When I frame one of my images – many months after taking it – and stand back to admire my work, I think about what I went through to get the shot. How I got out of a warm bed far too early, drove for 2 hours in the dark on increasingly treacherous roads, then stood in some exposed spot behind my camera; and how I got a rush of excitement as all the elements combined in the way I’d been waiting for and I hurried to capture the scene, before eventually walking back to my car satisfied that I’d gotten what I’d come for.
What I don’t ever think about is all the times that I did all the early rising, hours of driving and endured the teeth rattling cold, only to come away with nothing. There can be many reasons for this but I’m more likely to fail to capture a great image than to succeed. I expect it’s the failures that keep me hungry. Besides I just enjoy being alone in the wilderness.
My favourite type of location are remote ones, where I’m unlikely to encounter other people (but usually do). The type of place which takes a bit of effort to get to. I’m a sucker for anything that’s at the end of a road that I probably shouldn’t be taking my car down or that requires a long walk over rough terrain. But a lot of the time when I find somewhere like this, I see an interesting subject and am just not able to get to it. I give it a good go but with 16 kilos of camera equipment on my back I have to consider the ignominy of getting stuck in a bog or some such. Then I have to drive back the way I came which seems a lot longer when I’m no longer anticipating the shot I’m going to get.
The types of locations that I don’t enjoy are those where there are (potentially) lots of people about. I just feel so conspicuous poncing around with a camera and tripod. Barnaderg castle was one of those locations as the field in which I had to stand is overlooked by a row of houses alongside a reasonably busy road. But since I’d planned to be there early in the morning I figured I’d be away before anyone had got out of bed.
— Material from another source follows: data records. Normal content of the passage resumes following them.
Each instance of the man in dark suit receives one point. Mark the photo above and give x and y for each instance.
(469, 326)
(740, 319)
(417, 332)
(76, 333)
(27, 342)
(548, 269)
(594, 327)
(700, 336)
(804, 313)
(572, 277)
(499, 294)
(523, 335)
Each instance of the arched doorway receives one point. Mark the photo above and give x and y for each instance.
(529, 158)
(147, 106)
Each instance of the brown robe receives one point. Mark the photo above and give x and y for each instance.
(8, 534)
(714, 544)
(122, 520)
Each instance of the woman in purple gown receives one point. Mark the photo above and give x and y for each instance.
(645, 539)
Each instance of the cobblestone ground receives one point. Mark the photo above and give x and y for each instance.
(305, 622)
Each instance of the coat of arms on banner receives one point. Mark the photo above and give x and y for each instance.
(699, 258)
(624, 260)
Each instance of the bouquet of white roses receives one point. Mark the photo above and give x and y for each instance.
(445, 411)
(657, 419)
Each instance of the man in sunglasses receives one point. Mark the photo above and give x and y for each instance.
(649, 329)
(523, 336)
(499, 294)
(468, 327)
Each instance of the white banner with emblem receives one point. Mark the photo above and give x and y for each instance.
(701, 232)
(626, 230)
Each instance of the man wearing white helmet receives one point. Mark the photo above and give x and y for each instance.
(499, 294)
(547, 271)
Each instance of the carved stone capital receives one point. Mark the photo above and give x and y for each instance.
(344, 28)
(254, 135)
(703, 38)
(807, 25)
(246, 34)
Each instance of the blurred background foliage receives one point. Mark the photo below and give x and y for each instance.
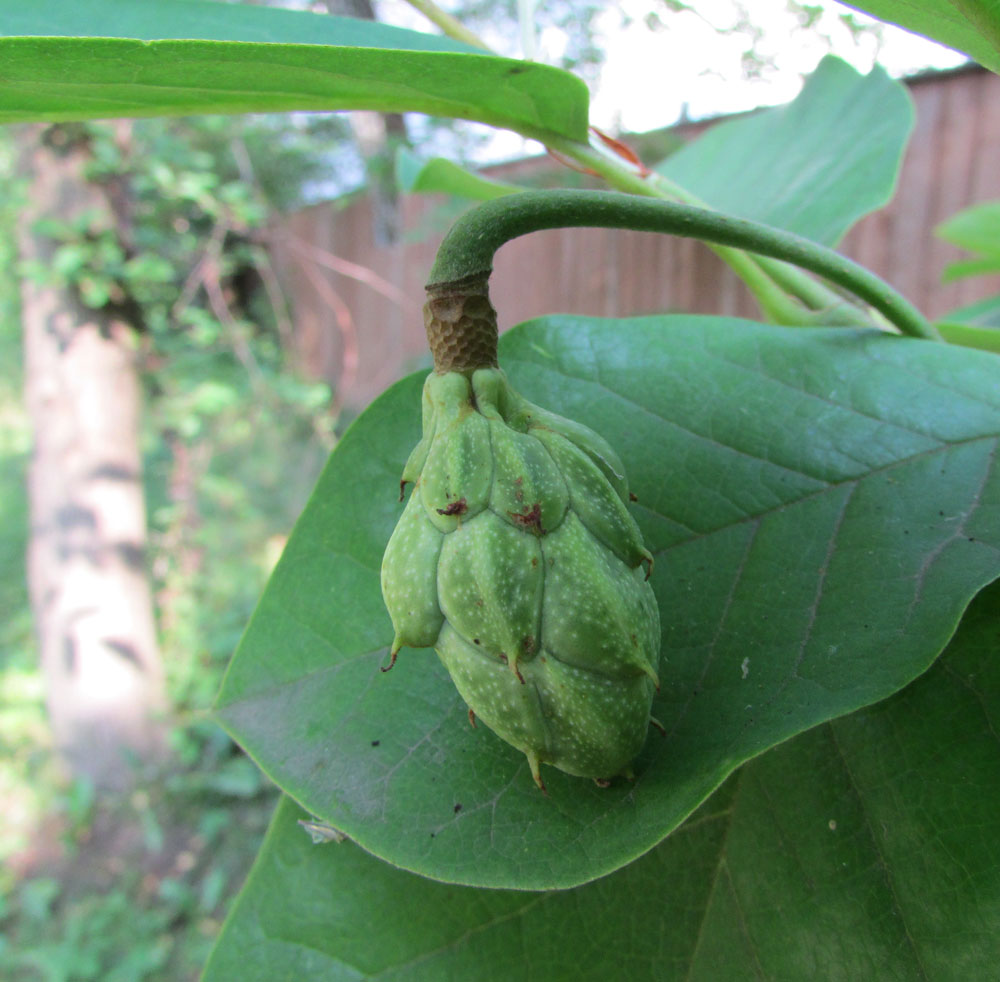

The weather forecast had promised that Barnaderg would be blanketed in fog for most of the morning and when I stepped out of my house I stepped right into fog. However, not long after driving through Claregalway I noticed that the fog had cleared. I didn’t notice straight away because everything was white with frost. I thought it looked lovely so I carried on to Barnaderg.
I wasn’t there long and when I got back to Claregalway I hit the fog again. The closer I got to Galway the thicker it became and by the time I was near my home it was a real pea-souper. So I headed for a tree that I normally would have avoided photographing as it is on a brow of a hill besides a busy crossroads making anyone standing in the field obvious to all around. However, on this occasion the fog was so thick I was able to work away in anonymity.